Once the new client is created and our IBM Object Gateway certificate is trusted, you must create a symmetric key Object within GKLM to enable RGW to use IBM GKLM for encryption. Symmetric keys encrypt and decrypt data, making them ideal for server-side encryption operations in Ceph. In the GKLM UI, navigate to the cryptographic object management section and create a new symmetric key. You can specify parameters such as key size, algorithm (e.g., AES), and usage policies. Once the key is created, it will be assigned a unique key identifier (KeyID), which the RGW will reference in its requests.

Client Verification

In this verification step, we test Ceph’s RGW and IBM GKLM integration for SSE-KMS encryption. Using the AWS CLI, we upload and retrieve encrypted objects, ensuring that the specified KMS key from GKLM is used for encryption at rest. The --sse=aws:kms flag in the command specifies that server-side encryption is managed by a KMS, and the --sse-kms-key-id flag references the KMS key (identified by an alias or key ID) created in GKLM. This ensures the object is encrypted with the designated key before being stored in Ceph.

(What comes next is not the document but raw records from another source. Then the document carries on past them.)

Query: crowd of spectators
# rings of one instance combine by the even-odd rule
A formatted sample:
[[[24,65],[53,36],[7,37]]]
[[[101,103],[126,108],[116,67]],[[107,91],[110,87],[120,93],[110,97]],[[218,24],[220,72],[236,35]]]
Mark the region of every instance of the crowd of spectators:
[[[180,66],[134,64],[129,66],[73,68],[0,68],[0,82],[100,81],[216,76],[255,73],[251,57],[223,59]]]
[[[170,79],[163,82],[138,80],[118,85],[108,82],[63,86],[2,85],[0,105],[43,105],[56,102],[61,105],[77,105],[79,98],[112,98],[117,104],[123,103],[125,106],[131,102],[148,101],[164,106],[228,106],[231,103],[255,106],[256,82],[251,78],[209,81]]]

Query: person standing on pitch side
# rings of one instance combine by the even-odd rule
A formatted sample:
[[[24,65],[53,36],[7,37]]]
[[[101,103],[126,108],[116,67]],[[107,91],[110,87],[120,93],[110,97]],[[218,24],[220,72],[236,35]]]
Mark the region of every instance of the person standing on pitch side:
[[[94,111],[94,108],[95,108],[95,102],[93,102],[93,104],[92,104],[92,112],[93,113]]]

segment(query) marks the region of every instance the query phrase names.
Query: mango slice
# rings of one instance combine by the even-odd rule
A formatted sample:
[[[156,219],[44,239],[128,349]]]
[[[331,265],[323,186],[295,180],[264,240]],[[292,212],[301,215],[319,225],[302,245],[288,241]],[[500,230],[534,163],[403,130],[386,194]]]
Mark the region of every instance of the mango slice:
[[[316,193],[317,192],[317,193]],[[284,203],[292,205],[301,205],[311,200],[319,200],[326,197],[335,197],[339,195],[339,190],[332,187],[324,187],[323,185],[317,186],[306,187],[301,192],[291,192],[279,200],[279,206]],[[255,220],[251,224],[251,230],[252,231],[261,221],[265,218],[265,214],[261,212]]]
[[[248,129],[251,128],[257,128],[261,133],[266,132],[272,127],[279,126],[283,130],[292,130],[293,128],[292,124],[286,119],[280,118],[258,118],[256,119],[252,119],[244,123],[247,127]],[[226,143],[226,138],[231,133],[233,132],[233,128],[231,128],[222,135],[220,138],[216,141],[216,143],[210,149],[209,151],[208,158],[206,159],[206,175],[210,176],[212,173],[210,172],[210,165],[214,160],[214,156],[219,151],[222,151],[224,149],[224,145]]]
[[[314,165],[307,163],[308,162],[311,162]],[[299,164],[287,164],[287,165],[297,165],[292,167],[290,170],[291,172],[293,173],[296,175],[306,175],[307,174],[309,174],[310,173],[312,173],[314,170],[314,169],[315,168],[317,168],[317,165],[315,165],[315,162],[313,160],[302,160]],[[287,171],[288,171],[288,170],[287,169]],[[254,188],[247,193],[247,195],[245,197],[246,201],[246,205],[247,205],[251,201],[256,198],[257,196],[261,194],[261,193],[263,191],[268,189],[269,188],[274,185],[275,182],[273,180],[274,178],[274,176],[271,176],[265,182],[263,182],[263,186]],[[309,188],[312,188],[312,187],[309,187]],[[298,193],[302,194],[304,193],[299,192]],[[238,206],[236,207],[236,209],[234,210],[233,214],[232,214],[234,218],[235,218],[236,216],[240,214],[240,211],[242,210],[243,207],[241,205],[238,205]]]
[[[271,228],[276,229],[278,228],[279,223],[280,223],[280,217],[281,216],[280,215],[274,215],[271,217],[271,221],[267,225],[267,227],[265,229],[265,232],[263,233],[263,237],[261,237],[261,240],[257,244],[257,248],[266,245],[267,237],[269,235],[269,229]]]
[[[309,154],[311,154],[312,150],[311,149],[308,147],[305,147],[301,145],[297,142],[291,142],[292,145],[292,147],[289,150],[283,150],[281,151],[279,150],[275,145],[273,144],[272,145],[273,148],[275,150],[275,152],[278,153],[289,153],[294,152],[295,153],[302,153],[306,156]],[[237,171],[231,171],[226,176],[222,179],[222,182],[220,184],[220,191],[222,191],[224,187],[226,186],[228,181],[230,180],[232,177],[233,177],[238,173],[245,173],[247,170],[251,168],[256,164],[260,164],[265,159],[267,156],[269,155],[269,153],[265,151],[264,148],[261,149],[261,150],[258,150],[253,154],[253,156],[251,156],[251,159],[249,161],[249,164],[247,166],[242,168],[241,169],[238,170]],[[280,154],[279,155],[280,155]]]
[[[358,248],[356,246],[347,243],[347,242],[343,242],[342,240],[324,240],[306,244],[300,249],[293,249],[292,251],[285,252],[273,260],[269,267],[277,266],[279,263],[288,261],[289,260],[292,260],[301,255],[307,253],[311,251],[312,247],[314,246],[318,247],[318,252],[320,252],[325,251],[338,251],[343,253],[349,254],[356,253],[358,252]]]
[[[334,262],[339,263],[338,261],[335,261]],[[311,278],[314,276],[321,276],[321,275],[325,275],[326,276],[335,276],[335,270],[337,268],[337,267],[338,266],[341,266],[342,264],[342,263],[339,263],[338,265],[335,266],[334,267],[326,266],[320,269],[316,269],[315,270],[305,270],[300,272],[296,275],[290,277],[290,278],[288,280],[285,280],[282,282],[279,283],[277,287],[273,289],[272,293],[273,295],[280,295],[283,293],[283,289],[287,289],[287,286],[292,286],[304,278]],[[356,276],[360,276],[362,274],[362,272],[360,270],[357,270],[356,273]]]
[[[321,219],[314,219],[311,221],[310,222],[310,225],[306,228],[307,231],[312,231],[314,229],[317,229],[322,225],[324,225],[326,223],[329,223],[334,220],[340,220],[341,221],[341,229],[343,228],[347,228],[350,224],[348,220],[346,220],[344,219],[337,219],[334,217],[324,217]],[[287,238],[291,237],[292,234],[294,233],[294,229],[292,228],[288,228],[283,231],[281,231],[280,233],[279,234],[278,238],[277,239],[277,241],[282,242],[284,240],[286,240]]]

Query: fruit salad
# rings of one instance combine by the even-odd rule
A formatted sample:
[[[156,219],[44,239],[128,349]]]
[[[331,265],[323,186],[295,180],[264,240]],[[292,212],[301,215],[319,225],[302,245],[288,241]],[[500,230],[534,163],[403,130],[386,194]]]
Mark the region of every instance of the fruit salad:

# aws --profile replica --endpoint http://ceph-node-02:8000 s3 cp /etc/hosts s3://lcbucket/encrypted4 --sse=aws:kms --sse-kms-key-id rgw0066c02f9000000002
upload: ../etc/hosts to s3://lcbucket/encrypted4
# aws --profile replica --endpoint http://ceph-node-02:8000 s3api head-object --key encrypted4 --bucket lcbucket
{
    "AcceptRanges": "bytes",
    "LastModified": "Wed, 06 Mar 2024 15:57:06 GMT",
    "ContentLength": 233,
    "ETag": "\"2ad003e8df34822d40bfbd70313382be\"",
    "ContentType": "binary/octet-stream",
    "ServerSideEncryption": "aws:kms",
    "Metadata": {},
    "SSEKMSKeyId": "rgw0066c02f9000000002"
}
# aws --profile replica --endpoint http://ceph-node-02:8000 s3 cp s3://lcbucket/encrypted4 /tmp/file
download: s3://lcbucket/encrypted4 to ../tmp/file

In another verification example, we use the PutBucketEncryption S3 API to apply default encryption settings at the bucket level. The PutBucketEncryption API allows you to specify encryption rules for a bucket, ensuring that all objects uploaded to the bucket are automatically encrypted using the specified KMS key. In this case, we define the encryption policy in a JSON file that includes our KMS key ID and the encryption algorithm (aws:kms), and then apply this configuration to the bucket using the put-bucket-encryption command.

# cat replica.json
{
    "Rules": [
    {
        "ApplyServerSideEncryptionByDefault": {
            "KMSMasterKeyID": "rgw0066c02f9000000002",
            "SSEAlgorithm": "aws:kms"
        }
    }
    ]
}
# aws --profile replica --endpoint-url=http://ceph-node-02:8000 s3api put-bucket-encryption --bucket bucketreplica --server-side-encryption-configuration file://replica.json
# aws --profile replica --endpoint http://ceph-node-02:8000 s3 cp /etc/hosts s3://bucketreplica
upload: ../etc/hosts to s3://bucketreplica/hosts
# aws --profile replica --endpoint http://ceph-node-02:8000 s3api head-object --key hosts --bucket bucketreplica
{
    "AcceptRanges": "bytes",
    "LastModified": "Wed, 06 Mar 2024 16:26:01 GMT",
    "ContentLength": 233,
    "ETag": "\"2ad003e8df34822d40bfbd70313382be\"",
    "ContentType": "binary/octet-stream",
    "ServerSideEncryption": "aws:kms",
    "Metadata": {},
    "SSEKMSKeyId": "rgw0066c02f9000000002"
}

Conclusion

Integrating IBM Storage Ceph Object with IBM GKLM for server-side encryption offers a robust and secure solution for effectively managing encryption keys and safeguarding data at rest. By utilizing the KMIP protocol and configuring the Ceph Object Gateway (RGW) to communicate with GKLM, users can confidently ensure that their data is securely encrypted while maintaining centralized control over key management, rotation, and auditing.